SLE is a chronic inflammatory disease believed to be a type III hypersensitivity response with potential type II involvement.[41]

[edit] Abnormalities in apoptosis

Tingible body macrophages (TBMs) are large phagocytic cells in the germinal centers of secondary lymph nodes; they express CD68 protein. These cells normally engulf B cells that have undergone apoptosis after somatic hypermutation. In some people with SLE, significantly fewer TBMs can be found, and these cells rarely contain material from apoptotic B cells. Also, uningested apoptotic nuclei can be found outside of TBMs. This material may present a threat to the tolerization of B cells and T cells. Dendritic cells in the germinal center may endocytose such antigenic material and present it to T cells, activating them.

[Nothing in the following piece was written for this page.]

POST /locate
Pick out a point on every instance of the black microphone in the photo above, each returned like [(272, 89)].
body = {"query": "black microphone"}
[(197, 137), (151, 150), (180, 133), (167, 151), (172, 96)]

Also, apoptotic chromatin and nuclei may attach to the surfaces of follicular dendritic cells and make this material available for activating other B cells that may have randomly acquired self-specificity through somatic hypermutation.[42]

[edit] Clearance deficiency

Clearance deficiency

The exact mechanisms for the development of SLE are still unclear, since the pathogenesis is a multifactorial event. Beside discussed causation's, impaired clearance of dying cells is a potential pathway for the development of this systemic autoimmune disease. This includes deficient phagocytic activity and scant serum components in addition to increased apoptosis.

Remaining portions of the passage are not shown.